Uit 's hofs beschikking - waarin onder het opschrift "procesverloop" wordt vermeld dat de litigieuze brief van de deskundige bij het hof is binnengekomen en waarin vervolgens onder het opschrift "de verdere beoordeling van het hoger beroep" wordt overwogen dat het hof zal aannemen dat de man de verwekker van [de dochter] is nu uit de brief blijkt dat door de weigerachtige houding van de moeder geen DNA-onderzoek kan plaatsvinden - blijkt dat het hof zijn beslissing omtrent de toewijsbaarheid van het verzoek van de man - ten nadele van de moeder - heeft gebaseerd op de litigieuze brief van de deskundige en dat het hof daarbij kennelijk ervan is uitgegaan dat de moeder niet in de gelegenheid behoefde te worden gesteld zich over deze brief uit te laten. Aldus heeft het hof het beginsel van hoor en wederhoor geschonden.

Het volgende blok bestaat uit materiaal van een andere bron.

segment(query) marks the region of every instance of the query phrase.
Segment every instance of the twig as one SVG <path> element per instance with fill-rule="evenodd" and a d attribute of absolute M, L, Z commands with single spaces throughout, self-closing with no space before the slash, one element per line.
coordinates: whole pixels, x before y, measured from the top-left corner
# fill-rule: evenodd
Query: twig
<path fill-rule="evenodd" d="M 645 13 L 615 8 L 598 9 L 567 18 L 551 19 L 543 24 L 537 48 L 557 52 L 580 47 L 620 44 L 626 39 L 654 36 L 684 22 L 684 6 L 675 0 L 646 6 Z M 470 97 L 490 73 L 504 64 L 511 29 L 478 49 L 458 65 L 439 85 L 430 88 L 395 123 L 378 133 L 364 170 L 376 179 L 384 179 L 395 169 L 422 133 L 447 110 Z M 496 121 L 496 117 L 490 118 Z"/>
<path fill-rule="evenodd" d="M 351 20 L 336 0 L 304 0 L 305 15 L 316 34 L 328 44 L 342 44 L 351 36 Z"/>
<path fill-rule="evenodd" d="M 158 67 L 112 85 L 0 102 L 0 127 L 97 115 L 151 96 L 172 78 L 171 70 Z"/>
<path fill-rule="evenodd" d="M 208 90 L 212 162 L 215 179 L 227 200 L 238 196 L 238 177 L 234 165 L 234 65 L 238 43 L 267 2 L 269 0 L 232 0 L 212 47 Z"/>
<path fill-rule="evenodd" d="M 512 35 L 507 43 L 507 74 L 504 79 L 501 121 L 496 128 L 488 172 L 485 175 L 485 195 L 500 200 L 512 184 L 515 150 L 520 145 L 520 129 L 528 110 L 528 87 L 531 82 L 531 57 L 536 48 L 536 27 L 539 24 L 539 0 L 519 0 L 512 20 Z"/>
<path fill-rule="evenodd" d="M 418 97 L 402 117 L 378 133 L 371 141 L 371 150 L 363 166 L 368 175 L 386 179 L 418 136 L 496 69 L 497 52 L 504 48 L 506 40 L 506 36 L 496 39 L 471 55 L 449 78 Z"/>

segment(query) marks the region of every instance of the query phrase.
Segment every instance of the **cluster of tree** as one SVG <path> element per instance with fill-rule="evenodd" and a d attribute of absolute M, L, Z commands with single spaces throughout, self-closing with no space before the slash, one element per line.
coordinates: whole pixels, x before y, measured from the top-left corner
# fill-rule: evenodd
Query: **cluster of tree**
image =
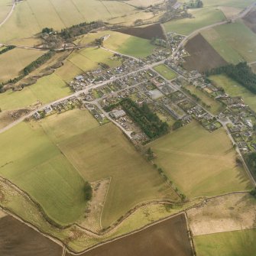
<path fill-rule="evenodd" d="M 36 70 L 37 68 L 45 63 L 54 54 L 55 54 L 54 51 L 50 50 L 47 53 L 44 53 L 44 55 L 41 56 L 36 60 L 31 63 L 23 70 L 24 76 L 28 75 L 30 73 L 31 73 L 32 71 L 34 71 L 34 70 Z"/>
<path fill-rule="evenodd" d="M 102 27 L 104 23 L 101 21 L 83 22 L 70 28 L 62 29 L 59 35 L 64 39 L 70 39 L 89 33 L 90 31 Z"/>
<path fill-rule="evenodd" d="M 89 201 L 92 197 L 92 189 L 91 185 L 86 182 L 84 185 L 83 191 L 85 193 L 85 199 L 86 201 Z"/>
<path fill-rule="evenodd" d="M 14 48 L 15 48 L 16 47 L 15 45 L 8 45 L 5 48 L 4 48 L 3 50 L 0 50 L 0 55 L 3 54 L 5 53 L 6 53 L 7 51 L 12 50 Z"/>
<path fill-rule="evenodd" d="M 53 32 L 53 28 L 44 28 L 42 29 L 42 33 L 47 33 L 50 34 Z"/>
<path fill-rule="evenodd" d="M 245 154 L 245 160 L 252 172 L 252 174 L 256 176 L 256 152 L 251 152 Z"/>
<path fill-rule="evenodd" d="M 163 122 L 150 109 L 147 103 L 143 103 L 142 106 L 140 107 L 129 98 L 122 99 L 120 103 L 126 113 L 151 139 L 156 138 L 168 132 L 169 126 L 167 123 Z"/>
<path fill-rule="evenodd" d="M 219 66 L 206 72 L 206 76 L 225 73 L 249 91 L 256 94 L 256 74 L 254 74 L 246 62 L 237 65 L 229 64 Z"/>

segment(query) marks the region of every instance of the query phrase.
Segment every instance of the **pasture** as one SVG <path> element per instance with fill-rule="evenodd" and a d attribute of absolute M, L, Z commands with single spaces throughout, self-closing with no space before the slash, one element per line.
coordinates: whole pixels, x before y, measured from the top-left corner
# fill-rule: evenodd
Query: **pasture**
<path fill-rule="evenodd" d="M 256 96 L 246 88 L 225 75 L 211 76 L 209 79 L 213 84 L 222 87 L 231 96 L 241 96 L 245 104 L 256 112 Z"/>
<path fill-rule="evenodd" d="M 254 256 L 256 229 L 239 230 L 194 237 L 198 256 Z"/>
<path fill-rule="evenodd" d="M 213 7 L 191 9 L 189 13 L 193 18 L 176 19 L 165 23 L 166 31 L 188 35 L 199 28 L 225 20 L 222 11 Z"/>
<path fill-rule="evenodd" d="M 213 133 L 196 122 L 149 144 L 154 162 L 188 197 L 249 190 L 245 171 L 222 128 Z M 222 182 L 225 180 L 225 183 Z"/>
<path fill-rule="evenodd" d="M 85 180 L 39 123 L 21 123 L 1 134 L 0 140 L 1 176 L 28 193 L 60 225 L 84 214 Z"/>
<path fill-rule="evenodd" d="M 15 48 L 0 55 L 0 83 L 18 76 L 27 65 L 43 54 L 40 50 Z"/>
<path fill-rule="evenodd" d="M 177 77 L 177 73 L 164 64 L 154 66 L 154 69 L 167 80 L 172 80 Z"/>
<path fill-rule="evenodd" d="M 16 219 L 0 219 L 1 255 L 61 256 L 62 251 L 61 246 Z"/>
<path fill-rule="evenodd" d="M 202 34 L 227 62 L 256 60 L 256 34 L 241 21 L 220 25 Z"/>
<path fill-rule="evenodd" d="M 52 138 L 52 129 L 47 134 Z M 62 152 L 89 181 L 111 177 L 102 224 L 112 224 L 136 204 L 177 195 L 112 123 L 59 142 Z M 110 214 L 111 212 L 111 214 Z"/>

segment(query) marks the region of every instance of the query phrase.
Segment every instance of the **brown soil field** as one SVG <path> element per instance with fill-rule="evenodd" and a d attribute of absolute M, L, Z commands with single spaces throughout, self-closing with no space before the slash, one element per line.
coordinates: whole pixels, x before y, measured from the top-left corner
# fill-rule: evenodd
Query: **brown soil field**
<path fill-rule="evenodd" d="M 201 34 L 190 40 L 185 49 L 190 55 L 185 58 L 183 66 L 186 70 L 203 72 L 227 64 Z"/>
<path fill-rule="evenodd" d="M 166 39 L 163 28 L 160 24 L 154 24 L 144 28 L 121 28 L 116 30 L 116 31 L 149 40 L 152 37 Z"/>
<path fill-rule="evenodd" d="M 256 33 L 256 10 L 250 11 L 243 20 L 245 24 Z"/>
<path fill-rule="evenodd" d="M 193 255 L 184 214 L 96 247 L 81 256 Z M 66 256 L 72 256 L 66 254 Z"/>
<path fill-rule="evenodd" d="M 63 248 L 11 216 L 0 219 L 1 256 L 61 256 Z"/>

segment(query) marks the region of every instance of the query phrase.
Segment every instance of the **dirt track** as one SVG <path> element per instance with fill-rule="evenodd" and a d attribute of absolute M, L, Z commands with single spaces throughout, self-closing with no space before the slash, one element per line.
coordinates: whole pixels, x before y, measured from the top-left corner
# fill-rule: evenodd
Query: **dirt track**
<path fill-rule="evenodd" d="M 190 256 L 184 214 L 99 246 L 81 256 Z M 66 254 L 66 256 L 72 256 Z"/>
<path fill-rule="evenodd" d="M 11 216 L 0 219 L 1 256 L 61 256 L 63 248 Z"/>
<path fill-rule="evenodd" d="M 227 64 L 200 34 L 190 40 L 185 49 L 190 56 L 186 57 L 183 66 L 189 70 L 203 72 Z"/>

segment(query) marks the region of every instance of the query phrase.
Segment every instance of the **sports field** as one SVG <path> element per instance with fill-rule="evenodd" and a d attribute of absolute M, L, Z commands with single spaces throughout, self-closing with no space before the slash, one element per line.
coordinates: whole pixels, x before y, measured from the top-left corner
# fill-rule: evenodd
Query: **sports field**
<path fill-rule="evenodd" d="M 164 24 L 165 30 L 167 32 L 187 35 L 199 28 L 225 20 L 222 11 L 212 7 L 191 9 L 189 12 L 193 18 L 167 22 Z"/>
<path fill-rule="evenodd" d="M 256 229 L 233 231 L 194 237 L 198 256 L 254 256 Z"/>
<path fill-rule="evenodd" d="M 21 123 L 0 140 L 1 176 L 28 192 L 56 222 L 68 225 L 81 217 L 85 180 L 39 123 Z"/>
<path fill-rule="evenodd" d="M 227 62 L 256 60 L 256 34 L 241 21 L 218 26 L 202 34 Z"/>
<path fill-rule="evenodd" d="M 72 116 L 66 122 L 69 120 L 73 120 Z M 45 131 L 56 140 L 59 133 L 65 132 L 57 122 L 54 127 L 53 129 L 48 125 Z M 72 134 L 59 141 L 58 146 L 86 180 L 112 178 L 103 209 L 103 227 L 142 201 L 177 199 L 173 189 L 112 123 L 87 131 L 77 129 L 76 135 Z"/>
<path fill-rule="evenodd" d="M 19 73 L 32 61 L 44 54 L 36 50 L 12 49 L 0 55 L 0 83 L 18 76 Z"/>
<path fill-rule="evenodd" d="M 150 144 L 155 163 L 187 196 L 250 189 L 225 131 L 209 133 L 196 122 Z M 225 180 L 225 183 L 222 182 Z"/>
<path fill-rule="evenodd" d="M 256 111 L 256 96 L 225 75 L 211 76 L 209 79 L 217 86 L 222 87 L 231 96 L 241 96 L 245 104 Z"/>
<path fill-rule="evenodd" d="M 168 80 L 177 77 L 177 73 L 164 64 L 157 66 L 154 69 Z"/>

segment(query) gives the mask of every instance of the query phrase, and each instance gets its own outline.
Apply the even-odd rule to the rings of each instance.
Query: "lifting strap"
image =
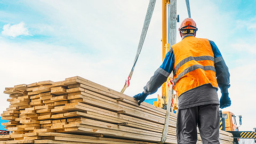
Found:
[[[188,18],[191,18],[190,6],[189,6],[189,0],[186,0],[186,5],[187,5],[187,10],[188,10]]]
[[[142,45],[145,40],[147,31],[148,31],[148,27],[149,26],[149,23],[150,22],[151,18],[152,17],[152,14],[153,13],[154,8],[155,7],[155,4],[156,4],[156,0],[150,0],[149,4],[148,4],[148,10],[147,10],[147,14],[146,14],[145,20],[144,20],[144,24],[143,25],[142,31],[140,35],[140,41],[138,46],[137,52],[136,56],[135,57],[134,62],[133,62],[133,66],[132,66],[132,70],[128,76],[127,80],[126,80],[125,84],[124,87],[122,89],[121,93],[123,93],[126,88],[130,85],[130,80],[132,78],[132,74],[134,70],[135,65],[137,62],[139,55],[140,54],[141,49],[142,49]]]
[[[173,77],[173,73],[172,72],[170,75],[170,77]],[[169,121],[170,121],[170,113],[171,112],[171,105],[172,105],[171,102],[172,96],[173,94],[173,90],[172,86],[174,86],[173,82],[172,82],[172,78],[169,79],[168,86],[169,87],[168,91],[168,98],[167,102],[167,108],[166,108],[166,115],[165,116],[165,121],[164,122],[164,129],[163,129],[163,133],[162,134],[161,141],[159,143],[164,143],[167,139],[167,135],[168,132],[168,127],[169,127]]]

12. Verder bevat het middel de klacht dat de bestreden overweging van het hof onbegrijpelijk is. Deze klacht voldoet niet aan de daaraan te stellen eisen omdat zij niet aangeeft waarom de redenering van het hof onbegrijpelijk is.

Conclusie

De conclusie strekt tot vernietiging van de bestreden beschikking en tot verwijzing ter verdere behandeling en beslissing.